INTERNATIONAL. Global bank rating trends were negative again in 1H16 for the fourth consecutive negative six-month period, says Fitch Ratings. The global distribution of Outlooks deteriorated in 1H16 as Negative Outlooks (22%) far outweighed Positives (5%), a level not seen since 2009.
Emerging market (EM) banks experienced the majority of negative ratings trends, heavily influenced by rating actions in Brazil, Russia, Saudi Arabia and Nigeria. In EMs, 29% of bank ratings are still driven by sovereign support, either directly or via state-supported parents. Sovereign downgrades triggered many EM bank downgrades because they signalled weakened ability to support. Almost 30% of EM bank Outlooks are Negative.
In the developed markets (DM), there was some good news. There were 16 rating upgrades of DM banks in 1H16, the highest number since before the global financial crisis. Six Swedish and Dutch banks were upgraded and an improved operating environment paved the way for upgrades in Slovenia. Cyprus banks’ ratings were also upgraded but ratings are still low in the ‘B’ category.
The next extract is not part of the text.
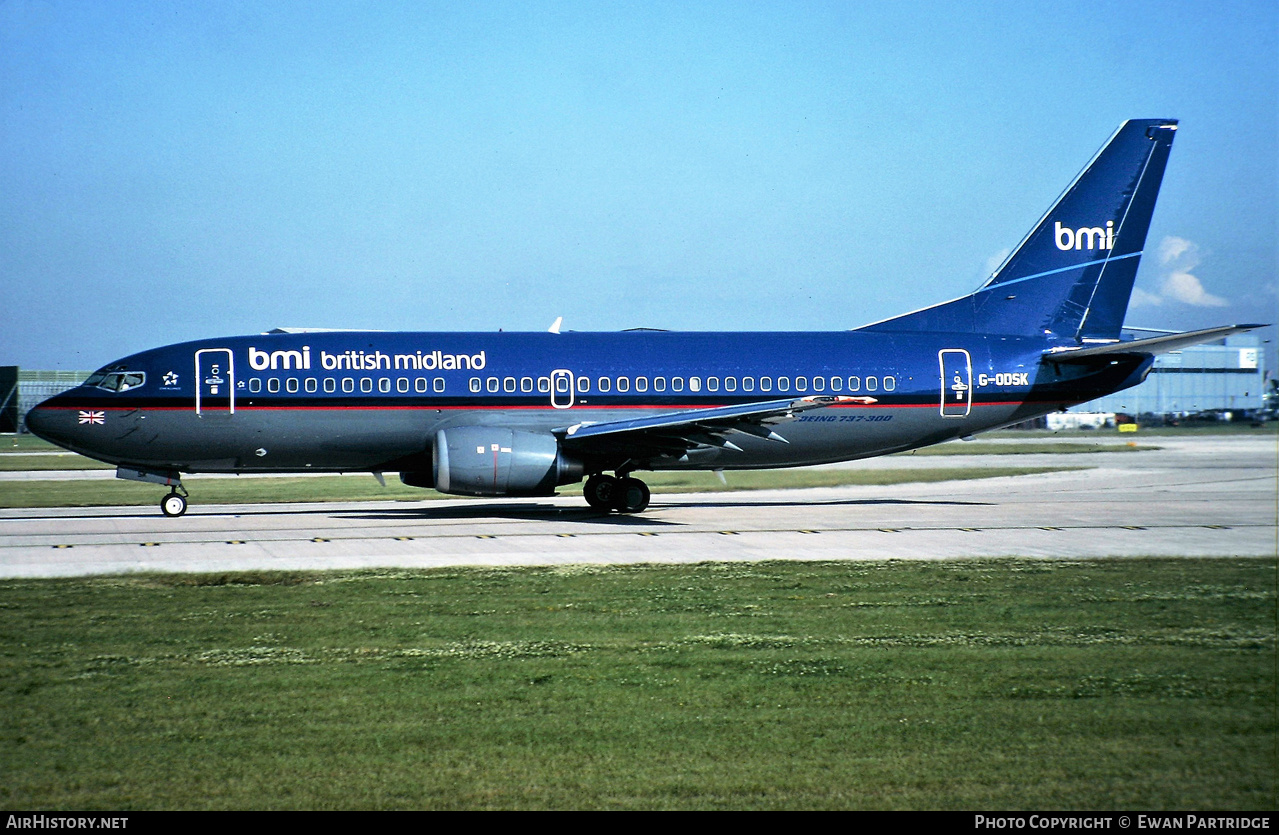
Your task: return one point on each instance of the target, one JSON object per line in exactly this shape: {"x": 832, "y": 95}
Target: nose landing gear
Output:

Negative Outlooks (13%) still outweigh the Positives (10%) in the DMs but the gap is narrowing. DM banks have made significant progress in reducing legacy assets and strengthening capitalisation and we expect those banks, which have successfully restructured operations, to see some upside rating potential. However, banks that remain weighed down by large asset quality problems could be downgraded over the next one to two years. This is the case for the Italian banks where ratings Outlooks are mostly Negative. For Japan’s three large banks Outlook changes to Negative in 1H16 were driven by the changed Outlook on the sovereign’s rating.